What's New
Learn about new and updated information since the last update of this topic collection.
IBM Spyre Enablement Stack for Power 1.1 (RHAIIS 3.4 EA1) - March 2026
- Introduction of Chunked prefill and Prefix caching.
- Dynamic logical partitioning (DLPAR) of Spyre.
- Red Hat OpenShift AI for Spyre.
- Added new Podman run commands in Running RHAIIS as stand-alone Podman containers.
- Added new Podman quadlet in Running RHAIIS as Podman Quadlets.
- Added new environment variables in Container environment variables for Spyre.
Chunked prefill
The Spyre™ card uses chunked prefill to prevent long pauses during response generation, even when your system processes large or complex requests.
When a new request arrives, the scheduler must process the prefill before generating the output text.

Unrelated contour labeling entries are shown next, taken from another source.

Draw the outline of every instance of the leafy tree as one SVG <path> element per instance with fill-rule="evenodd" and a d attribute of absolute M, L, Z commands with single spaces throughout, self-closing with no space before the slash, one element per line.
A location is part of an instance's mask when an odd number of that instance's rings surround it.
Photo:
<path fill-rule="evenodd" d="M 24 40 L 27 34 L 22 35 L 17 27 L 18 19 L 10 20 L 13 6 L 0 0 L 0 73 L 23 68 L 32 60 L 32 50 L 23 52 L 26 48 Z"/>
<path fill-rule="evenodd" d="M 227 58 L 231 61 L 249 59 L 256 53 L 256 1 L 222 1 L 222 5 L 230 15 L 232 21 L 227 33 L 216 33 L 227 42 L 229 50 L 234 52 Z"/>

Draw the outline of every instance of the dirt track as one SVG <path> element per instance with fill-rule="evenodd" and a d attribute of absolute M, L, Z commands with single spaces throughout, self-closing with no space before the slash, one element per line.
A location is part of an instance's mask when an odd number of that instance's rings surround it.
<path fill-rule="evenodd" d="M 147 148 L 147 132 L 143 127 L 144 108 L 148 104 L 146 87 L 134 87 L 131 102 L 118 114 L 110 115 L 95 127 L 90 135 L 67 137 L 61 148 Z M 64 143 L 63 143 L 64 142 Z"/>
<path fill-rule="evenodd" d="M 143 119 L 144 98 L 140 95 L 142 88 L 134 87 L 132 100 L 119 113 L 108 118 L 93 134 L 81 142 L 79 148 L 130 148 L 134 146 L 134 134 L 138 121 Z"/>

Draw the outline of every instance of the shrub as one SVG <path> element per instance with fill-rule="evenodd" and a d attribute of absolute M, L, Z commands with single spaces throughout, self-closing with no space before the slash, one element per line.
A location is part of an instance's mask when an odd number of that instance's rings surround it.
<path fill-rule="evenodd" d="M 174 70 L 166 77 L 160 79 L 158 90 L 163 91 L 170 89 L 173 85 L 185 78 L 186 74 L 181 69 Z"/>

This processing time can cause delays of 15 - 20 seconds and spikes in inter‑token latency (ITL), which is the time gap between each generated token. This process can result in slow responses.
Chunked prefill breaks this large process into smaller chunks, so the model can alternate quickly between processing the request and decoding output tokens. Chunked prefill minimizes the processing delays to approximately 4 - 5 seconds. This process reduces the overall waiting time for generating the output and improves the overall system efficiency.
Chunked prefill must be enabled for all use cases that include decoder models, such as granite‑3.3‑8b. Encoder‑only models such as embeddings and rerankers do not use chunked prefill. For configuration details, see the Podman example commands in Running RHAIIS as stand-alone Podman containers.
Prefix caching
The Spyre card uses prefix caching to reuse previously computed prompt segments and achieve faster prefill responses when prompts overlap.
--enable-prefix-caching command line interface (CLI) flag while in chunked prefill mode.Prefix caching works the same way as an upstream virtual large language model (vLLM). However, because Spyre uses fixed‑size prefill chunks, the prefix caching system can only reuse a chunk if the entire chunk is in the cache already. Because of this limitation, the cache hit rate varies based on the workload type and the prompt content that is reused from earlier requests.
Prefix caching must be enabled for all use cases that include decoder models, such as granite‑3.3‑8b. Encoder‑only models such as embeddings and re‑rankers do not use prefix caching. For configuration details, see the Podman example commands in Running RHAIIS as stand-alone Podman containers.